On the one hand, people were just about coping and surviving through lockdown post-2020 in the UK so, her remarks were seen as insensitive and inconsiderate considering the climate that we were and are still in.
On the other hand, her fanbase supported this post seeing it as, genuine without having any ill-intentions but, rather highlighting people on two different spectrums in lockdown.
She quickly had to respond as her tweet went viral ‘To clarify…I’m in the category of banana loaf makers, the kitchen is a happy place for me!’.
This shows that ‘cancel culture’ does exist and if not careful, celebrities’ statements can be misinterpreted which could lead them to disrepute as happened above with Patricia Bright.
A more recent example can be seen in the Dr Seuss book collections. Dr Seuss was an American born author who wrote popular cartoon collections between the 1950s- 1990s. His books were popular and widely read in kindergarten and primary schools across the globe.
However, six books from his collection which are: “And to Think That I Saw It on Mulberry Street,” “If I Ran the Zoo,” “McElligot’s Pool,” “On Beyond Zebra!”, “Scrambled Eggs Super!”, and “The Cat’s Quizzer” were ‘cancelled’ and discontinued.
These six books allegedly portray ‘hurtful and wrong’ racist imagery which is counterintuitive to the multi-cultural and diverse society we live in. So, the decision was made to discontinue the six books so that Dr Seuss’ collections were up to date with modern times.
Critics, especially from the right claimed this to be ‘cancel culture’ from the left and how it is censoring free speech and seeking out problems that don’t exist.
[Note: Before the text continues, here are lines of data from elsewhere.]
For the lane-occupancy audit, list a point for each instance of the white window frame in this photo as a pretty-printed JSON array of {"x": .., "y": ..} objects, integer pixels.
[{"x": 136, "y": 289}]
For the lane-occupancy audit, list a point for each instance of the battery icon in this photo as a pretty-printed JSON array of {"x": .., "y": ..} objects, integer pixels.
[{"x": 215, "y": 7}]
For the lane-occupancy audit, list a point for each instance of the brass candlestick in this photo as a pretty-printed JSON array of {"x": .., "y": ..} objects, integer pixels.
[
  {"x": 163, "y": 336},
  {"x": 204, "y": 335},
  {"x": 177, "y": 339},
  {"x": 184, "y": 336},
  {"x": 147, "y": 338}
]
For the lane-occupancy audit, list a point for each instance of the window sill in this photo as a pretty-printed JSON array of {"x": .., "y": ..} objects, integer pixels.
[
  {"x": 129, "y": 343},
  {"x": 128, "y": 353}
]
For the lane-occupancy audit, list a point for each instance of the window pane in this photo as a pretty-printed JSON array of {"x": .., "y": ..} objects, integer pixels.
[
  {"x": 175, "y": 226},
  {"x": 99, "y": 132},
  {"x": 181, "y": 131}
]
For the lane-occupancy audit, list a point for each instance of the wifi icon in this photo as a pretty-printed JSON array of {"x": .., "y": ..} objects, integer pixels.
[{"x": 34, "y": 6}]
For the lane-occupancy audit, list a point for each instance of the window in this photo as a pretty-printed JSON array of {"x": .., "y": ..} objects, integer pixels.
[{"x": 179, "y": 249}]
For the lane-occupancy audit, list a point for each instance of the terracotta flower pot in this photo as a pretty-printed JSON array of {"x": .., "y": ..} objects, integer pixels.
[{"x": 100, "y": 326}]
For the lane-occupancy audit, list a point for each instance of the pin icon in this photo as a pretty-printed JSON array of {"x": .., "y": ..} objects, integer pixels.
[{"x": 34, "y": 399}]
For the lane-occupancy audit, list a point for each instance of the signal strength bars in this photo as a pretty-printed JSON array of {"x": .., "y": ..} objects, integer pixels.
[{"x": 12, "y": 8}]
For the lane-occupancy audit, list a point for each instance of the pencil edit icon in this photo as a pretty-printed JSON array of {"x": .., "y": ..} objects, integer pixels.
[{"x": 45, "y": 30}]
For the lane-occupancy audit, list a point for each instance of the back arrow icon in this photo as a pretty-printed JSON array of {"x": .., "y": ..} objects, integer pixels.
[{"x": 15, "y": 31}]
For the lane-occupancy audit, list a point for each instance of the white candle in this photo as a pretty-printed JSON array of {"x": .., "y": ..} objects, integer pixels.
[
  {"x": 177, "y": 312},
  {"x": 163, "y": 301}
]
On the other hand, racist depictions should be a thing from the past so, surely removing six books from a beloved author will do no harm? But rather good, to help build a more inclusive and diverse society and world.
‘Cancel culture’ has an agenda as people pick and choose who to ‘cancel’ when it’s convenient for them.
I do not support cancel culture in the sense of shunning someone’s wrongdoing from the past as people change, and beliefs and viewpoints alter.
I believe that people should be given a chance to redeem themselves if they’re seen in the wrong, like in the case of Dr Seuss’ six books.